VAGOsolutions/SauerkrautLM-Qwen-32b

Cold
Public
32.5B
FP8
32768
License: tongyi-qianwen-research
Hugging Face
Overview

SauerkrautLM-Qwen-32b Overview

VAGOsolutions/SauerkrautLM-Qwen-32b is a 32.5 billion parameter language model, a collaborative effort between VAGO solutions and Hyperspace.ai. It is built upon the robust Qwen/Qwen1.5-32B architecture, undergoing a specialized fine-tuning process to enhance its capabilities.

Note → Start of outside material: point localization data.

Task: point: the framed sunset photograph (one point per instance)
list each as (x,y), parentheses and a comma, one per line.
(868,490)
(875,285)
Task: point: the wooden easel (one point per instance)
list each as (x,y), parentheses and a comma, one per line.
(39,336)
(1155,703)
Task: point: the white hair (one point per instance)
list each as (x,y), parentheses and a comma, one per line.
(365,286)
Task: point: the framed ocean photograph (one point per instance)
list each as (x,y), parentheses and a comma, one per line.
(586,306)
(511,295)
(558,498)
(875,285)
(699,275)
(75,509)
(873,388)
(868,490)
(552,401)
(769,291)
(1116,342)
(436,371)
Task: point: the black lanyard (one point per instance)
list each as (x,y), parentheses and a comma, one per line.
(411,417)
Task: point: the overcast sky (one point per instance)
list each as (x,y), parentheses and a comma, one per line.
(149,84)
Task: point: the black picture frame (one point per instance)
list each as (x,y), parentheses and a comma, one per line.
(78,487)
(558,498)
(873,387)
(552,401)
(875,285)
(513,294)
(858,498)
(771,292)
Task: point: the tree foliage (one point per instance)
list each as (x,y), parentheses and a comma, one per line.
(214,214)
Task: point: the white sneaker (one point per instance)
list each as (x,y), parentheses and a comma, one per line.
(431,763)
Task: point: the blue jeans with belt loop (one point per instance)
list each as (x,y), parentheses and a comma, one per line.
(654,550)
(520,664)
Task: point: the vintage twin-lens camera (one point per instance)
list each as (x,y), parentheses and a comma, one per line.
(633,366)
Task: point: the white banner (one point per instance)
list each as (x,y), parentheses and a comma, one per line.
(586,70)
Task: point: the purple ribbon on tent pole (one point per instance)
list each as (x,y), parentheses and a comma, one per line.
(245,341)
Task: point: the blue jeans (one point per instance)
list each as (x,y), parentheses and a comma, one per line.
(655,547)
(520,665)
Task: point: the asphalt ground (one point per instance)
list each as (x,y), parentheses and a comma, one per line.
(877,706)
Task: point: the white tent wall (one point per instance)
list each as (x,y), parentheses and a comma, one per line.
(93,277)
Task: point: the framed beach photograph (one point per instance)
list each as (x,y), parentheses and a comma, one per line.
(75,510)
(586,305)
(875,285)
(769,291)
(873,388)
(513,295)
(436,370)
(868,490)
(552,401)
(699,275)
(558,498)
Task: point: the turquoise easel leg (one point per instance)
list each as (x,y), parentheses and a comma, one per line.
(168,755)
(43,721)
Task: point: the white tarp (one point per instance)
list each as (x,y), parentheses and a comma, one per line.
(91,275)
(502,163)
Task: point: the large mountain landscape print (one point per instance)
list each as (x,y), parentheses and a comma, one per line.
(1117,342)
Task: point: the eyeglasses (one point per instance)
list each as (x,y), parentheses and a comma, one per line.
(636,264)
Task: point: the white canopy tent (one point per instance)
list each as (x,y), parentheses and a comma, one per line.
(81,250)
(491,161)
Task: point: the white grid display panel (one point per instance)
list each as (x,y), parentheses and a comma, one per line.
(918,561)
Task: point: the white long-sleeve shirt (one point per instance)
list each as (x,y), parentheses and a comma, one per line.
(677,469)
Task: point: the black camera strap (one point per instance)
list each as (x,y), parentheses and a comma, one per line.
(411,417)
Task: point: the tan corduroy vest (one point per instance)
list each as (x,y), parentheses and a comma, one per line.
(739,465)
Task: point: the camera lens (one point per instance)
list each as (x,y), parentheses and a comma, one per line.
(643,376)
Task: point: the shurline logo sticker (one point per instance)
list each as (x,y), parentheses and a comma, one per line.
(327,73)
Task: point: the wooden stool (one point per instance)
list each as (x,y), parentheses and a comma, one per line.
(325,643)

Key Capabilities & Training

  • Bilingual Proficiency: This model is uniquely fine-tuned to excel in both German and English, making it a pioneering Qwen 32B model with strong dual-language skills. The training specifically focused on teaching German language nuances.
  • Fine-tuning & Alignment: The model was initially fine-tuned using Supervised Fine-Tuning (SFT) over 2 epochs on 160,000 data samples. Subsequently, it underwent an alignment phase using Direct Preference Optimization (DPO) for 1 epoch with 110,000 data points.
  • Performance: On the Open LLM Leaderboard, SauerkrautLM-Qwen-32b achieved an average score of 73.11. Notable scores include 74.40 on MMLU (5-shot) and 79.53 on GSM8K (5-shot).

Use Cases

  • Bilingual Applications: Ideal for applications requiring high-quality text generation and understanding in both German and English.
  • Research & Development: Provides a strong base for further research into bilingual LLMs, particularly for German-English contexts.

While the model demonstrates strong bilingual capabilities, the developers note that some German formulations may still be refined as it is an ongoing project.